Meta already has Zstd (Zstandard) compression while this week they announced the release of OpenZL as a new open-source, format-aware compression framework.
OpenZL aims to provide high compression ratios while maintaining high speed. High compression and high performance typically don’t go hand-in-hand for generic compressors while OpenZL is format-aware in trying to leverage the best of both worlds using a specialized compressor depending upon the format.
OpenZL focuses on lossless compression for structured data and the performance of format-specific compressors but with just a single executable binary.
They explained in their announcement that OpenZL comes after hitting rather a wall in Zstandard development:
“However, while it was improved over time, remaining within the Zstandard framework offers diminishing returns. So we started looking for the next great leap in data compression.

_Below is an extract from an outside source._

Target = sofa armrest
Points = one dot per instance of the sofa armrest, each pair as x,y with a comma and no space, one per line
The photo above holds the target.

In this quest, one pattern kept repeating: Using generic methods on structured data leaves compression gains on the table. Data isn’t just byte soup. It can be columnar, encode enums, be restricted to specific ranges, or carry highly repetitive fields. More importantly, it has predictable shapes. A bespoke compressor that leans into that structure can beat general-purpose tools on both ratio and speed. But there’s a catch — every bespoke scheme means another compressor and decompressor to create, ship, audit, patch, and trust.
OpenZL is our answer to the tension between the performance of format-specific compressors and the maintenance simplicity of a single executable binary.”